Desde hace un tiempo, más no recuerdo exactamente desde hace cuánto, cumplir años se había convertido en un día que odiaba. Siempre lleno de nostalgia, de ansiedad y de muchos nervios. Era tan inexplicable lo que sentía, que a veces lo describía como ese afán que le entra al que algo todavía debe, ese que tiene una asignatura aún pendiente, y otras tantas lo comparaba con la sensación que llega para muchos cada primero de enero (creo que de esa pocos se han salvado): una mezcla imperfecta entre entusiasmo, alegría, melancolía, y para algunos tristeza.

La verdad es que para mí era justo en estas fechas cuando la vida me recordaba que ese tiempo que en el pasado creía que era eterno, pues en el día a día podía jurar que no avanzaba, en realidad volaba a un ritmo tan acelerado que tendía a preguntarme a dónde es que se había ido. Básicamente, creía que estaba siempre perdiendo el tiempo, y eso me generaba todo tipo de emociones.

Durante casi una década, creo, sustenté este pensamiento con las palabras de mi madre, a quien me parece estarla escuchando nuevamente, cuando decía, como quien vaticinaba el futuro, mientras en medio de alguna pataleta mía yo misma gritaba que “no veía la hora de ser grande y poder hacer lo que se me diera la gana”, que algún día iba a querer dejar de crecer, y que algún día iba a pedir que el tiempo se detuviera con la misma pasión con la que en ese instante pedía que se acelerara.

Sin embargo, y aunque durante estos últimos años acepté sin agüeros que mi mamá, como casi siempre pasa con lo que dicen las mamás, tenía la razón, y que efectivamente no me quedaba de otra que la de seguir pidiendo lo imposible que significa detener las horas, este pasado nueve de septiembre me sucedió lo que creí que ya no iba a volver a sentir, me alegré de sumarle más tiempo a mi calendario de vida.

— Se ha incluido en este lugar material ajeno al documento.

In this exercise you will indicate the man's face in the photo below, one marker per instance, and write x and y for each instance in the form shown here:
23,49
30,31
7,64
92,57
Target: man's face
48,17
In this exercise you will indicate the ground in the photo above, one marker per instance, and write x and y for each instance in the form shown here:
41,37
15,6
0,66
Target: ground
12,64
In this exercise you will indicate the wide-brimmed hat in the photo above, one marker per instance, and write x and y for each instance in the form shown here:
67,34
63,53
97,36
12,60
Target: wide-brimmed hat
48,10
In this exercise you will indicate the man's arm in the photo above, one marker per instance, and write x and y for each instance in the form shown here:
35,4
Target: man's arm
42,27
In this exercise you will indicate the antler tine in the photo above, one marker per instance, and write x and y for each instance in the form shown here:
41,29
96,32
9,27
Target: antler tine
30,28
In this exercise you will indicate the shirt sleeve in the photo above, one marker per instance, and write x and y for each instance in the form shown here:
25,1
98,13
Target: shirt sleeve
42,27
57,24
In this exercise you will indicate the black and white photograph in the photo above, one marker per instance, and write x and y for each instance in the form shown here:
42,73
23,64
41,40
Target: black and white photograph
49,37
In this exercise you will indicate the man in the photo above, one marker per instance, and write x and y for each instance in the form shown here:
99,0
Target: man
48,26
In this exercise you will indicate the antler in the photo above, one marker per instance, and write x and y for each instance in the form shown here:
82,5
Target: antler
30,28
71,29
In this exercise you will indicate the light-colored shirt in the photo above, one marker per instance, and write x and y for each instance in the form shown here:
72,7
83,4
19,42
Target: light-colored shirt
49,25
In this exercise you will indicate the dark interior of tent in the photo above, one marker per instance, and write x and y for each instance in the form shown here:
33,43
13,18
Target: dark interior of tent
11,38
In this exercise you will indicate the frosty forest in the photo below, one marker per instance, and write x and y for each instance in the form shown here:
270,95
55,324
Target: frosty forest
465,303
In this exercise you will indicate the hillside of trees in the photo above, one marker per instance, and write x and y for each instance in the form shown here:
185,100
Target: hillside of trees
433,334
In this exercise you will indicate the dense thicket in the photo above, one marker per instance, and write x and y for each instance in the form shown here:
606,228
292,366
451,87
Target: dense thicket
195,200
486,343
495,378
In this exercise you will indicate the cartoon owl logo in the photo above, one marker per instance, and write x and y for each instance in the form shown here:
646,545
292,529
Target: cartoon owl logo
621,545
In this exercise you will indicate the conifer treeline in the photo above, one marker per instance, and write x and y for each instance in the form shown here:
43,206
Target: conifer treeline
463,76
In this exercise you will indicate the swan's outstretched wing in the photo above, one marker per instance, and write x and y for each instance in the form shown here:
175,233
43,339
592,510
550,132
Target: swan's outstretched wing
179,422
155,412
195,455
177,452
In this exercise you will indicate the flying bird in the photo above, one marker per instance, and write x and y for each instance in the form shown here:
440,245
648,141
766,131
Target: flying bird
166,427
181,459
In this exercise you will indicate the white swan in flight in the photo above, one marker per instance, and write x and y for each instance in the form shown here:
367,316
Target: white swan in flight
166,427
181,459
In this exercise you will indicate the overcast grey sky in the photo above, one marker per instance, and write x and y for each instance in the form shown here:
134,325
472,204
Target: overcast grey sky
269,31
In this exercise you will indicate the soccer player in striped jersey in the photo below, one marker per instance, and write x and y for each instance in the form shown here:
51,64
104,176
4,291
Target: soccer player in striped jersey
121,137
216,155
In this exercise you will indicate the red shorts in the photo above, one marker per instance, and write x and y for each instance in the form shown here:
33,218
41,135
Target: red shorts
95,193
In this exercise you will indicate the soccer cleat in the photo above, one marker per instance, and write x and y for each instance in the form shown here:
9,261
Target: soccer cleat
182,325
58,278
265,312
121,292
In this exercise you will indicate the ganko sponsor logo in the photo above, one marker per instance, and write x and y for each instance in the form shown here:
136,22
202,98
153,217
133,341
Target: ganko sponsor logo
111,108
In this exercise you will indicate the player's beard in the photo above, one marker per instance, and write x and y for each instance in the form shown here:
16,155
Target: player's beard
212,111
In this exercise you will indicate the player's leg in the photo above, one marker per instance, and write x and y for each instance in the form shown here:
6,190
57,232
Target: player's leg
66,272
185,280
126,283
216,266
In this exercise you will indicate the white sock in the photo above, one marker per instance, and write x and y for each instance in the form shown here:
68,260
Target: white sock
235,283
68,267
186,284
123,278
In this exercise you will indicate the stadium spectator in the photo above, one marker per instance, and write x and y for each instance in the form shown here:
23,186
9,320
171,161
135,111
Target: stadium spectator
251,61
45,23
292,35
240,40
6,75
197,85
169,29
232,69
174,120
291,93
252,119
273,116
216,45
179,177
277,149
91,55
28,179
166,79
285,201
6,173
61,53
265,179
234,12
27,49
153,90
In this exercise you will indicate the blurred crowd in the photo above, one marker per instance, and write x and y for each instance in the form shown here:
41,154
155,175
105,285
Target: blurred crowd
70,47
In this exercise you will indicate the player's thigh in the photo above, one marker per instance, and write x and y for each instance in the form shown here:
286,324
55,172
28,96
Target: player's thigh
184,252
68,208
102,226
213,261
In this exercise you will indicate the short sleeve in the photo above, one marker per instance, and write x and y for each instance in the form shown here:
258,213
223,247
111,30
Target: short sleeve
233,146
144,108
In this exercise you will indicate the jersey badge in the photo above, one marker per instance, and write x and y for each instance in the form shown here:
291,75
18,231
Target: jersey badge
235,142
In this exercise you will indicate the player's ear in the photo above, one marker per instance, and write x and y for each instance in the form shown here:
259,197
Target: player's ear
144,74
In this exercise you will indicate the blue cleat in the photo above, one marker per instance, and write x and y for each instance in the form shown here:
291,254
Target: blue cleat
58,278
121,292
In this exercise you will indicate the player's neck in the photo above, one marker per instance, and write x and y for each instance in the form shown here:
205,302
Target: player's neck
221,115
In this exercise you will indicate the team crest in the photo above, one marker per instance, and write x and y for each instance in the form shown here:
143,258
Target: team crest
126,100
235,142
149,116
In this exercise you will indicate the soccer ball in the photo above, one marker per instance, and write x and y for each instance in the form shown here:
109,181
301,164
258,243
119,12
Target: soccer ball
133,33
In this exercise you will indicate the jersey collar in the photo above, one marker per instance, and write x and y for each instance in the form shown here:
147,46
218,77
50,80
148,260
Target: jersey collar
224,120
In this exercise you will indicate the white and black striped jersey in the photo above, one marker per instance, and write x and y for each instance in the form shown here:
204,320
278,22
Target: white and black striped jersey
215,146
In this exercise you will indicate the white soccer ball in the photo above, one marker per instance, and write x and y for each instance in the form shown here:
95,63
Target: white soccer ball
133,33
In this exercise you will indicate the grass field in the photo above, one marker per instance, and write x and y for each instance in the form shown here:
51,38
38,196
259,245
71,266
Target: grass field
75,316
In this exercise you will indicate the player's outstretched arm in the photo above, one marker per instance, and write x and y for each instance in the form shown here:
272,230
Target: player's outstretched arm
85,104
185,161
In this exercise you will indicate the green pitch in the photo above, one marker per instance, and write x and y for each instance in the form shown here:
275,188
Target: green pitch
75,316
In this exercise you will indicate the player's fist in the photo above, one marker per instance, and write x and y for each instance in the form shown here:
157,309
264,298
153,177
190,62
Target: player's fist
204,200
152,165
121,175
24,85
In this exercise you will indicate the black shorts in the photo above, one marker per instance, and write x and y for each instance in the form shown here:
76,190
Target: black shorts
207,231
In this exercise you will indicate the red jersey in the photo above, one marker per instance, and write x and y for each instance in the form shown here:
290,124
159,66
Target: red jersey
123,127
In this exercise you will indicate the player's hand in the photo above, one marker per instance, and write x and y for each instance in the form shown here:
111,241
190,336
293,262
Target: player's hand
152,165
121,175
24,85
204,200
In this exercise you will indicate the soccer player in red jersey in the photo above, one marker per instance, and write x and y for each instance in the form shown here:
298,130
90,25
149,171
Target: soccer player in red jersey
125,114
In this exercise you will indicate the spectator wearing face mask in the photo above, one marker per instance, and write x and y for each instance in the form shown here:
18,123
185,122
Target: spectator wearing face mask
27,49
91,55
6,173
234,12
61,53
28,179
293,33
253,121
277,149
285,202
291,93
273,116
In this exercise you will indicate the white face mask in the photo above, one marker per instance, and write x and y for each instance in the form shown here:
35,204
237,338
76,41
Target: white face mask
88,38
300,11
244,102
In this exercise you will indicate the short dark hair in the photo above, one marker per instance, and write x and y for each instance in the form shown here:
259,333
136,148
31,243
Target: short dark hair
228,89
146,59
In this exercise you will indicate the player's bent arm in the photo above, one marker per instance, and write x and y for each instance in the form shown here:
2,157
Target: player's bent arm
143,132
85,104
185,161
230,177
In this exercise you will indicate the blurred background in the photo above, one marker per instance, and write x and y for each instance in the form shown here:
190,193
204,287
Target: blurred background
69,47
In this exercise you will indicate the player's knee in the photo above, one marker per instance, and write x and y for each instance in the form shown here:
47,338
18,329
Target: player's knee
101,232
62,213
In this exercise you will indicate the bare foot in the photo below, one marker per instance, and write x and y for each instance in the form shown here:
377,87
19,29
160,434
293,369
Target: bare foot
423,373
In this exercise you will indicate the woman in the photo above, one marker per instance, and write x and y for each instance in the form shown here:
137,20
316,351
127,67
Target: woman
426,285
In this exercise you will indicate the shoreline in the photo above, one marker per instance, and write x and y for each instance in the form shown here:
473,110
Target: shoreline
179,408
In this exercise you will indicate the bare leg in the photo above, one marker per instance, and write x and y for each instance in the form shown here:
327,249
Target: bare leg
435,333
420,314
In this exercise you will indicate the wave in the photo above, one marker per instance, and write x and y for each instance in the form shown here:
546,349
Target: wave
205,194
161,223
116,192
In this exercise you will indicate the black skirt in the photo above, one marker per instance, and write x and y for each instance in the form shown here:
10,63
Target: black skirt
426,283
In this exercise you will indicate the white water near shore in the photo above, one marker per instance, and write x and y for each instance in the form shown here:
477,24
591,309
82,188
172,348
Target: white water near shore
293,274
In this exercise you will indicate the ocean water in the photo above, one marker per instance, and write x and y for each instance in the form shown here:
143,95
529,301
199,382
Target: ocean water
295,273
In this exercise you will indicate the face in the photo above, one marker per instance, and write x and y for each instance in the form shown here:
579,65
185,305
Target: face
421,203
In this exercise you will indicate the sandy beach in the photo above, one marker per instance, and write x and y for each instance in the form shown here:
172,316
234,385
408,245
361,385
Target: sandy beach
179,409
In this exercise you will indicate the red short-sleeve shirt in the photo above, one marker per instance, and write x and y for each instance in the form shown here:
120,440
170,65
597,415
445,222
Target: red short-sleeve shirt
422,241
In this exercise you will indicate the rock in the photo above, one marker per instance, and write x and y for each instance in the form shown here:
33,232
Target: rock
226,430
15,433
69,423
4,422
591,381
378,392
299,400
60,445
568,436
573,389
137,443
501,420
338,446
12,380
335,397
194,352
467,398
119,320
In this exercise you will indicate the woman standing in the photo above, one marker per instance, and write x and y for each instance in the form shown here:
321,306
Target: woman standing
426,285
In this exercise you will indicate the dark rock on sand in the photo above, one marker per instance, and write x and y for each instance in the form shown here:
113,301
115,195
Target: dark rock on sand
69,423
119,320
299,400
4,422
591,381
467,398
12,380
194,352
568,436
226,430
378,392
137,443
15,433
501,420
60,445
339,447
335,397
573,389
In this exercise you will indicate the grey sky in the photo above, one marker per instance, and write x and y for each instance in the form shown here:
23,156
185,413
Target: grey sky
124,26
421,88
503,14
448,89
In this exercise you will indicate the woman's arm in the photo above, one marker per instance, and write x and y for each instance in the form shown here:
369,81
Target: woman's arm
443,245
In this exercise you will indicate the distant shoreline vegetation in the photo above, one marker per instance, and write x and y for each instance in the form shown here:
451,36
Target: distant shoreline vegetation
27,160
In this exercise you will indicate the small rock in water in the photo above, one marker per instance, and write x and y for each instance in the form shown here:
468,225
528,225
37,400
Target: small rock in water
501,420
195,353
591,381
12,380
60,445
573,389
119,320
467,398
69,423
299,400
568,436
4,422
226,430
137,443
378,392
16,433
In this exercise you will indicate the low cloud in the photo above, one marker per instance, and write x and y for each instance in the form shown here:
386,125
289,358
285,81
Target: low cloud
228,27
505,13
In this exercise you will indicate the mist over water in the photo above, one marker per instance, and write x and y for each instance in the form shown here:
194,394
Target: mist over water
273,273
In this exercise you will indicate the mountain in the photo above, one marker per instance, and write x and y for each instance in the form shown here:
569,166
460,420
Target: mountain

Cumplí treinta años y me sentí dichosa de haberlos cumplido, pues por primera vez en tres décadas comprendí que el truco no es tenerlo todo antes de que sea tarde, sino en agradecer lo que se tiene antes de que se transforme, y en vivir al máximo el ahora, sabiendo que siempre existirá un ahora para ser gozado.

Suena cliché, pero es absolutamente cierto. Con los años se transforma la manera de vivir, de pensar, y de actuar, porque con la experiencia aprendemos, y con ese aprendizaje le damos vida a los años. Pero no por eso dejamos de vivir, no por eso se nos acaba la vida.

Así que sí, esta columna es un poco filosófica, y algo personal, pero sé que muchos vivimos tan preocupados por el futuro, por cumplir metas, y por hacer o comprar tal cosa antes de los treinta, de los cuarenta, de los cincuenta, etc., para ser felices más adelante, que olvidamos que el presente también es un estado del tiempo, y que no podemos olvidar que hay que vivir es en él.

Porque nada se acaba, nada se pierde, nada se agota…todo se transforma.

Esta última es una frase de una canción del cantante Jorge Drexler. El tipo para mí es brillante.